Martes 25 de junio del 2002 Actualidad

Recompensas para estimular el estudio en los niños

Redactora | Sharon Palacios

Respeto y cariño, ahí está la clave para que los niños hagan sus tareas y fomenten hábitos de estudio en casa.

Lograr que los niños hagan sus deberes escolares en casa suele resultar para muchos padres de familia una tarea bastante complicada, pues normalmente no saben qué dará mejores resultados entre las amenazas de castigos o la promesa de premios, con tal de que los pequeños los realicen bien.

La clave para que el menor fomente hábitos de estudio en casa y aprenda con gusto, según los especialistas, está en que exista un vínculo afectivo y de respeto entre el niño y sus padres o con la persona que lo cuida. A falta de esta relación afectiva, el pequeño  puede desmotivarse o bajar su autoestima.

Ivonne Rivas, psicopedagoga del Instituto Particular Abdón Calderón, señala que el padre o tutor debe  tener una buena relación con el menor,  disposición para dirigir y controlar las tareas y ser paciente. “Si no tiene esas características es mejor que no enseñe, porque el niño requiere desde los primeros años de vida escolar una persona que le dé confianza y responda a sus inquietudes”, explica Rivas.

Agrega que también es importante  establecer  horarios para crear el hábito de estudio. “Se forma ese horario entre los 5 y 8 años con órdenes cortas, por ejemplo: ‘cuando termines puedes mirar televisión media hora, andar en bicicleta’,  o hacer otra actividad que le agrade y motive a continuar su tarea”, dice.

Especifica que después de los 8 años es difícil crear el hábito, pero no imposible.
 Rivas aconseja también acondicionar un espacio fijo para estudio y estimularlo con frases agradables que afiancen su autoestima y confianza.

Madre, padre o quienes ayudan a los niños a realizar las tareas deben controlarlos, que no significa estar junto a los pequeños mientras las hacen, porque eso les crea dependencia, señala la  psicóloga Alexandra Araujo, quien recuerda que no es importante la cantidad sino la calidad de tiempo que se dedica a los hijos.

“Si la madre llega cansada,  debe asumir una actitud  pasiva, tranquilizarse y no descargar el estrés sobre sus hijos”, precisa Araujo.

Recomienda también tener paciencia y crear un clima pacífico para luego conversar. “Es saludable y motivador charlar  sobre su experiencia en la escuela, su aprendizaje y al mismo tiempo delegarle  responsabilidades en el hogar”, añade.

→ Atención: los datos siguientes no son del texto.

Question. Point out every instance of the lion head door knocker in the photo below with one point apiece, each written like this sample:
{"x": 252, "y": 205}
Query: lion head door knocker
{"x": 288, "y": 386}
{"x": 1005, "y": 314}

Esta profesional considera poco conveniente contratar una profesora en casa, porque de esa manera no se da responsabilidad al joven o niño.

“En casos especiales se podría contratar una maestra; pero en casos normales, los padres deben estar pendientes y la guía debe ser parcial, observar la agenda y  controlar  los ejercicios escolares”, dice.

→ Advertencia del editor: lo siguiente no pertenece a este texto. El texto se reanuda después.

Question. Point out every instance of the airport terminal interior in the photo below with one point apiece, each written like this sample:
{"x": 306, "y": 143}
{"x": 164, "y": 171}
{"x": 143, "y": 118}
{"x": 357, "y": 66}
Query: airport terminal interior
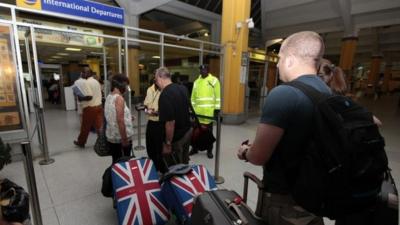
{"x": 45, "y": 45}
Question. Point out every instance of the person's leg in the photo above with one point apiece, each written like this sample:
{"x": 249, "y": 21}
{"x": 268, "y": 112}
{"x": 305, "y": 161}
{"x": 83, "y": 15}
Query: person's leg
{"x": 87, "y": 121}
{"x": 181, "y": 148}
{"x": 282, "y": 210}
{"x": 154, "y": 140}
{"x": 127, "y": 150}
{"x": 115, "y": 150}
{"x": 210, "y": 148}
{"x": 99, "y": 118}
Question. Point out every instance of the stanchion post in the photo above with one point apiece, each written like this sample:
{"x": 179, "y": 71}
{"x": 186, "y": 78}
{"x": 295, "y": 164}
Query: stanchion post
{"x": 47, "y": 160}
{"x": 218, "y": 179}
{"x": 31, "y": 181}
{"x": 139, "y": 146}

 Rivas y Araujo coinciden en que hay que tener cuidado con el tipo de recompensas que se ofrece al niño y que a veces pueden ser útiles para fomentar el estudio en casa.

“Las recompensas son de doble filo porque pueden crear dependencia  y hacer creer al menor que al término de cualquier actividad va a obtener un regalo y no es así. Un beso, un abrazo y plática de diez minutos diarios, muchas veces, son suficientes para motivarlos”, estima Araujo.

Blanca Zea de Valverde, quien dicta talleres de autoestima y técnicas de estudio,  enfatiza en que los padres deben ser asertivos (firmes en su palabra)  para castigar o recompensar al hijo por su conducta o aprovechamiento.

“Si no existe asertividad, el chico se  burla del padre. También los padres, tío o abuelos deben tener autoestima elevada para dar confianza al menor, de lo contrario no estará motivado para estudiar”, explica.

Zea recomienda los elogios apreciativos que apoyan la autoestima del alumno.
“Existen elogios valorativos que exigen recompensa material y a largo plazo son perjudiciales; en cambio, los apreciativos son un  apoyo  a la autoestima y refuerzan la conducta deseada”, precisa Zea.

Estímulos

Las mejores   recompensas son las de cariño.

Sostenga  un diálogo de congratulación. Elógielo, dígale por ejemplo: Qué bien lo hiciste; tú eres capaz; yo esperaba eso de ti; me siento orgulloso  de ti.

En caso de que  le haya ofrecido algo material, cúmplalo siempre.

Restricciones

Los castigos  no deben ser físicos, sino pedagógicos, esto es: negarle algo que en realidad le guste, como ver televisión, jugar fútbol o no comprarle una revista ofrecida.

Evite las críticas negativas como decirle que es ocioso, vago; tampoco lo compare con hermanos, amigos o compañeros.